Of Harvick’s 48 DNFs, 31 (64.6%) were due to accidents and 17 to mechanical failures. Engines comprise the largest component of DNFs due to equipment at 12, or 25.0%.
Gordon has a slightly higher car-failure rate: 42 of 99 DNFs (42.4%). More than half of his mechanical failures were blown engines. Even so, Harvick still has a little more than half the DNFs due to accidents Gordon experienced.
Elliott, Labonte, Rudd and Waltrip each had more DNFs due to failed engines in 799 races than Harvick had DNFs for any reason.
Labonte ran his last race at almost 58 years old, the oldest of this group of drivers. But his last race win was more than 11 years — and 120 races — earlier.
Martin holds the record for oldest driver at last win among this comparison group at 50.7 years old. That beats even Richard Petty, who was just 47 years old at his last win. Harry Gant owns the ultimate record for driver age at last win. He was 52.6 years old.
Harvick is a relative youngster, just 46.7 years old at his last win. That’s younger than anyone in the comparison group except Gordon, who won at 45.3 years old.
Another metric that shows how the sport has changed is the time between a driver’s last win and his last race. Waltrip drove 251 races without a win after his last career win. Petty drove 241 races.

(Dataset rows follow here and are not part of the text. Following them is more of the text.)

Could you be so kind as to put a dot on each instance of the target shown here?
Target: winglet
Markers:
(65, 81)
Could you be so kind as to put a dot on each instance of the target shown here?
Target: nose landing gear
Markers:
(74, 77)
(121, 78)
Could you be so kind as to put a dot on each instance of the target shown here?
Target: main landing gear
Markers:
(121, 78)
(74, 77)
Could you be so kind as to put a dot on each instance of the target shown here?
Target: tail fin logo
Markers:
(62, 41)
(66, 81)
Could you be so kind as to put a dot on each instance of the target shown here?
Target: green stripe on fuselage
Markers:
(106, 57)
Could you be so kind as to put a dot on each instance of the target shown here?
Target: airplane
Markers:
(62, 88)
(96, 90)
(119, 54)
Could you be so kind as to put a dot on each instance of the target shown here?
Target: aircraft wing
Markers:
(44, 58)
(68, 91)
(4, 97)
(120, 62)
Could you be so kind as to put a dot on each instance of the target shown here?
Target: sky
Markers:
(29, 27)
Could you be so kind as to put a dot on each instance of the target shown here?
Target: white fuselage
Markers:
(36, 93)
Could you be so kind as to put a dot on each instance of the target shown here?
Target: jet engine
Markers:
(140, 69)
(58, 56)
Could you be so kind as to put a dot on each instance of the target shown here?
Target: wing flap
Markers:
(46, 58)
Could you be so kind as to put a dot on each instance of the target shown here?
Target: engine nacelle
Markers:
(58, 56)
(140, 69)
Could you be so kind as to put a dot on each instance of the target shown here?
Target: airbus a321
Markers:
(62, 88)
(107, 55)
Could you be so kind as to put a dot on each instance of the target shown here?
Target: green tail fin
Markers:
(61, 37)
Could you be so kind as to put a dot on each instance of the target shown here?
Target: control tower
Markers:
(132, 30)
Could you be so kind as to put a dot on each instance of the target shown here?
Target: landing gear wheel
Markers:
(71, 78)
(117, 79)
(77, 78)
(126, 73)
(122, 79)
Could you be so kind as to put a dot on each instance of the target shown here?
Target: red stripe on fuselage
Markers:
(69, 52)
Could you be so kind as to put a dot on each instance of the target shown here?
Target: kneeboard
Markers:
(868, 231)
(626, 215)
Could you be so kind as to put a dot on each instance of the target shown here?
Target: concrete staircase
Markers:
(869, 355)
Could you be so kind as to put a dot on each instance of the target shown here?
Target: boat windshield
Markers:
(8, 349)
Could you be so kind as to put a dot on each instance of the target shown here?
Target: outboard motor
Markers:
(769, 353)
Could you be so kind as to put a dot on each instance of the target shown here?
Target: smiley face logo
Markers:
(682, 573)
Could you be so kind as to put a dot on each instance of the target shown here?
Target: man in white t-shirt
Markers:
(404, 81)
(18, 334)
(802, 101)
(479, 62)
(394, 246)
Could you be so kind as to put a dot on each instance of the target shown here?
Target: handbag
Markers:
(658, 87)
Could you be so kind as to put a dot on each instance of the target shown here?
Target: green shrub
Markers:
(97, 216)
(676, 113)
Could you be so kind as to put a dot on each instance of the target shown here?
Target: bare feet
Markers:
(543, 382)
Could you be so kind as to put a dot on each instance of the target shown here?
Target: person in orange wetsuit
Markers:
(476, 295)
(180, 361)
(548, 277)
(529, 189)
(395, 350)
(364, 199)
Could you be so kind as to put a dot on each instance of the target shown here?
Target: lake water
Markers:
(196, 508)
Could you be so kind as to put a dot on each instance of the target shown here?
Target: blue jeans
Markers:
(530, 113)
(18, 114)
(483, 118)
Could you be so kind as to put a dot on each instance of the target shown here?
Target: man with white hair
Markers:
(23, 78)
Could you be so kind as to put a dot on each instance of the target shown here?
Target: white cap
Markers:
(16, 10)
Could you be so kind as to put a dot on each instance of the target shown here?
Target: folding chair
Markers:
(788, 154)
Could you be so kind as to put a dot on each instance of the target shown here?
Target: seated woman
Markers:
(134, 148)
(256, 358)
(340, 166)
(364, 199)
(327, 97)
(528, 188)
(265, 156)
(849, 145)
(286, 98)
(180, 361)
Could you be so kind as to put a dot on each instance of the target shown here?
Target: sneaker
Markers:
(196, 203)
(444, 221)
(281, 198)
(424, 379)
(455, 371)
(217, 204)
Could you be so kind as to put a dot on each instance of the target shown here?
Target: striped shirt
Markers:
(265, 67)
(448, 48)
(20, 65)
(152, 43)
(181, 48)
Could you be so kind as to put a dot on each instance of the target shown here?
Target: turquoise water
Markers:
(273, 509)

Gordon drove just 11. Harvick stands at 21 races since his last win at the 2022 summer Richmond race. Eliminating the champion’s provisional played a large part in decreasing demand for these accomplished drivers. Today’s drivers can also mostly afford to step away when they want.
While we’re looking at age, let’s consider how long a driver remains productive. Because some of these drivers ran only a handful of races for multiple seasons, I’ll use number of races between first and last wins.
Harvick won his third and his 778th race, for a productivity span of 775 races. There were a couple extended winless gaps during that run, but that’s the case for most drivers. Even Jeff Gordon.
Harvick finishes second to Richard Petty in terms of number of races between first and last win, and beats Gordon (752) and Labonte (711.)
Another possible milestone at Talladega?
Harvick has run a total of 225,510 laps in his 799 races. He’s led 15,964 laps or 7.1% of all laps run. For comparison, Gordon led 10.9% of all laps he ran, Waltrip 9.8% and Martin 5.4%.
If Harvick manages to lead 36 or more laps at Talladega, he will have led more than 16,000 Cup Series laps.